Cameroon secures 623 billion FCFA in AFD financing by 2025

Cameroon commands a significant portion, nearly 30%, of the Agence française de développement (AFD) Group’s regional portfolio across Central Africa. The French institution’s 2025 activity report reveals an outstanding commitment of 949.6 million euros, equivalent to approximately 623 billion FCFA, distributed among 51 ongoing projects. This substantial volume positions Yaoundé ahead of other regional capitals, including Kinshasa (741.4 million euros), Libreville (646.3 million euros), Brazzaville (484.9 million euros), N’Djamena (308.7 million euros), and Bangui (144.7 million euros).

A detailed breakdown by entity clarifies the structure of this engagement. The AFD itself contributes 875.8 million euros, while its private sector subsidiary, Proparco, mobilizes 61.8 million euros. Expertise France complements these efforts with 12 million euros. The overall portfolio comprises 47 AFD projects and 4 Expertise France initiatives. Focusing solely on AFD’s commitments, Cameroon accounts for 30.7% of a regional total of 2.8 billion euros as of December 31, 2025.

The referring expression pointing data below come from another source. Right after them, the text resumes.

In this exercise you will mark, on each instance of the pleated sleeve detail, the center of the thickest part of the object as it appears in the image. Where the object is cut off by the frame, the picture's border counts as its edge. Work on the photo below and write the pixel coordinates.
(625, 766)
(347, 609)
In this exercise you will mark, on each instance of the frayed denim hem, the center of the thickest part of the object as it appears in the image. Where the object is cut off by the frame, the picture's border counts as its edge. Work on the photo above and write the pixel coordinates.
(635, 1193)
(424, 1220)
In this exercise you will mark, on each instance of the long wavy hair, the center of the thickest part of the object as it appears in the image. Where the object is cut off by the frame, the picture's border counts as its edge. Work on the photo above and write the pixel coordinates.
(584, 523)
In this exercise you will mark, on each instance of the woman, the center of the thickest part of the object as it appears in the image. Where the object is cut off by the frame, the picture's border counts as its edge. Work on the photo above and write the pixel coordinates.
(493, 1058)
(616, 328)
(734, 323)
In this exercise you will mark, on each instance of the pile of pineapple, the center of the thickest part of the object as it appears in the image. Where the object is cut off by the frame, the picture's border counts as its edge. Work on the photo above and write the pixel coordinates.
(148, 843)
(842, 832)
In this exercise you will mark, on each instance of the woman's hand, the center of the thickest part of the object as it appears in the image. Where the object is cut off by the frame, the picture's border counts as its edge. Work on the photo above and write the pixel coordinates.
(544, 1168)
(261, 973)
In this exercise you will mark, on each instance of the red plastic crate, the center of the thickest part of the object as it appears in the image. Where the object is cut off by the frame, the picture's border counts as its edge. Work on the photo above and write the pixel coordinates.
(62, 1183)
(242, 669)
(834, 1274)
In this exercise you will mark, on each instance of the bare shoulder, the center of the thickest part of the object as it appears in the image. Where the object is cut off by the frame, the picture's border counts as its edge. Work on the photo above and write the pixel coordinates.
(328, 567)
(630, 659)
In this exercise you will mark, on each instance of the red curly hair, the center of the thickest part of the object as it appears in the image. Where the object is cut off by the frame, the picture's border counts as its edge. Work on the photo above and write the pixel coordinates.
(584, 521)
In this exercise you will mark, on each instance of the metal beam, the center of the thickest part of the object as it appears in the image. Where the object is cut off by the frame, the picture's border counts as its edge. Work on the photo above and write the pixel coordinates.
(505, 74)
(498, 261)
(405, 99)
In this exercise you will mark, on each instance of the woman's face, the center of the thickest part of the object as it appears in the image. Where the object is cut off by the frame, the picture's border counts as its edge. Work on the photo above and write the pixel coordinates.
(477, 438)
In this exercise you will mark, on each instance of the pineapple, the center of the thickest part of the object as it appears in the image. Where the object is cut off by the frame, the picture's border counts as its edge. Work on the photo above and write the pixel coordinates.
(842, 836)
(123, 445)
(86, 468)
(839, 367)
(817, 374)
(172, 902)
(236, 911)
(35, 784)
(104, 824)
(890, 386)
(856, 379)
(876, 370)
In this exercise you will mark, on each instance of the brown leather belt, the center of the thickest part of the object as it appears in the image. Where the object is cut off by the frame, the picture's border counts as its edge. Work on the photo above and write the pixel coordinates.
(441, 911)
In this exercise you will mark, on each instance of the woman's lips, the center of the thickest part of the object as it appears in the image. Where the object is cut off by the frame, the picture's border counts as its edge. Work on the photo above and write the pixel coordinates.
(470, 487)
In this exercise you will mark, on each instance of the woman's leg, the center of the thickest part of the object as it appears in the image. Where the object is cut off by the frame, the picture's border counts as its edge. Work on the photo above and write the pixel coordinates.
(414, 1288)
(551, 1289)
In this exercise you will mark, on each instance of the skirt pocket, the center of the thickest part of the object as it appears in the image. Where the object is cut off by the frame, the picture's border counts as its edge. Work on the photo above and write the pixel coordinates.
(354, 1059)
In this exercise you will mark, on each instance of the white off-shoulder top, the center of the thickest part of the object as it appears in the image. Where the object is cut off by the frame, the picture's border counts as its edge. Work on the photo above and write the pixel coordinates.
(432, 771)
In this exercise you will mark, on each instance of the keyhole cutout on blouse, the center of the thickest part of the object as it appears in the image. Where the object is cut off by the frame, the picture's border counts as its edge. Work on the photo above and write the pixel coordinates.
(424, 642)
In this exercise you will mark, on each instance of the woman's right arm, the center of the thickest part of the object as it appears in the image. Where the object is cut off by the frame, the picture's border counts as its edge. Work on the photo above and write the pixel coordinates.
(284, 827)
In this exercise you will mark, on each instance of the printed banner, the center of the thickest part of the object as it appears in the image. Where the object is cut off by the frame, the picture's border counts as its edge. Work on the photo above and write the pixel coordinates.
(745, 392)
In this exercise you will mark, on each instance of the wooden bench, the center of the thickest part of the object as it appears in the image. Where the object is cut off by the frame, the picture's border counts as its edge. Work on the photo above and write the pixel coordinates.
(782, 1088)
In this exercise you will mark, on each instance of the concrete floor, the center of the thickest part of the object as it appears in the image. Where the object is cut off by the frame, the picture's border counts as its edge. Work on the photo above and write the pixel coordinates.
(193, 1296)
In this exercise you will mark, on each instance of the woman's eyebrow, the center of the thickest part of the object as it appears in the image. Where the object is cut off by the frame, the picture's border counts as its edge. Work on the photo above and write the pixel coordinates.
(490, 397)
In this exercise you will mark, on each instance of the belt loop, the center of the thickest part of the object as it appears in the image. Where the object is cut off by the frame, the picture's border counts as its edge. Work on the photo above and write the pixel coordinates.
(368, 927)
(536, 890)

Infrastructure and urban development: core of the intervention

The French financier’s regional strategy clearly prioritizes major infrastructure projects. The report underscores that infrastructure development is central to its intervention framework in Central Africa, citing the Nachtigal hydroelectric dam in Cameroon and the modernization of the Transgabonais railway as prime examples. This strategic emphasis is consistently reflected in the commitments made within Cameroon throughout 2025.

Within this scope, infrastructure and urban development absorb 44.2% of the total financing. Support for private financial institutions follows, receiving 35.9%, ahead of governance (6.8%), education, training, and employment (6.4%), the productive sector (2.9%), water and sanitation (2.2%), and finally, agriculture and food security (1.7%). Among the flagship operations, the Yaoundé and Douala Flood Control Project aims to mitigate the vulnerability of these two major metropolitan areas to recurrent climatic events.

This sectoral hierarchy reflects both the country’s significant infrastructure deficit and the long-standing financial cooperation between France and Cameroon. It also signifies a deliberate choice: to concentrate resources on initiatives that can ultimately reduce logistical and energy costs for both businesses and households.

A financial architecture dominated by debt

The composition of financial instruments deployed in 2025 warrants close attention from budget analysts. Sovereign loans represent the primary channel, constituting 33.9% of the total. Senior loans follow at 23.2%, with Debt Reduction and Development Contracts (C2D) contributing 16.2%. Guarantees account for 12.6%, European Union delegated credits for 7.1%, grants for 6.3%, and Technical Expertise and Experience Exchange Funds (FEXTE) for 0.6%.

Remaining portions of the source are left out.